Свою лепту в историю идей внес и Б. Гене, выпустив в свет работу «Между церковью и государством. Жизнь четырех французских прелатов позднего средневековья».{13} Это – исторические биографии четырех церковных и государственных деятелей, но поскольку они были также и видными политическими мыслителями, оставившими богатое литературное наследство, значительная часть книги посвящена анализу их взглядов, отражавших мировоззрение довольно широких кругов клерикальнофеодального слоя общества.

В общем, больших монографических исследований, посвященных специально французской социально-политической мысли XXV–XV вв., можно насчитать немного. Но это не значит, что данная проблема изучена очень слабо. Есть немало общих работ но истории политической мысли во Франции в средние века или освещающих социально-политические события в тесной связи с политическими теориями. Из них следует назвать известную книгу Э. Канторовича «Два тела короля» и серию эссе Э. Браун под названием «Монархия в Капетингской Франции и королевский церемониал».{14} Вопросы французской политической мысли позднего средневековья в той или иной мере затрагиваются в многочисленных исследованиях по истории европейской социально-политической мысли. Наконец, существует большое количество исторических и филологических работ по частным вопросам истории политической мысли или посвященных творчеству отдельных авторов той эпохи.

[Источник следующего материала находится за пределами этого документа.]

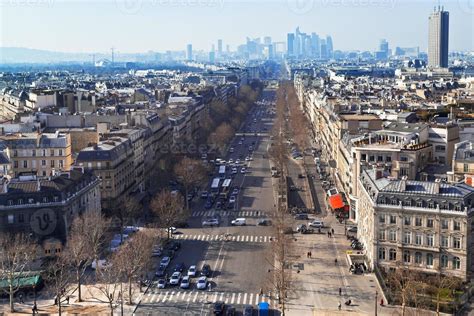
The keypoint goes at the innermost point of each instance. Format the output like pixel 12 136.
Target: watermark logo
pixel 466 6
pixel 300 6
pixel 129 6
pixel 43 222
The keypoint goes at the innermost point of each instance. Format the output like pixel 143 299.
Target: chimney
pixel 437 186
pixel 403 183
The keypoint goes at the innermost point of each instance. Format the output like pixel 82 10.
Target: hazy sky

Отечественная историография истории идей во Франции позднесредневековой эпохи представляет собой своего рода микромир по сравнению с макромиром западной исторической литературы. Политическая идеология рассматривается в исследованиях по социально-политической истории Франции XIV–XV вв. Основным из них является работа Н.А. Хачатурян «Сословная монархия во Франции XIII–XV вв.».{15} Той же темы касаются исследования творчества отдельных писателей и политических мыслителей, как, например, серия статей Н.А. Бессилина о Ж. Жювенеле дез Юрсене.{16} Специально нужно сказать о книге В.И. Райцеса «Жанна д'Арк. Факты, легенды, гипотезы».{17} Написанная в лучших традициях социально-психологического направления школы «Анналов», она дает тщательный анализ феномена веры в различных слоях общества в божественную миссию Девы, в связи с чем в ней подняты важные проблемы массовых убеждений и верований.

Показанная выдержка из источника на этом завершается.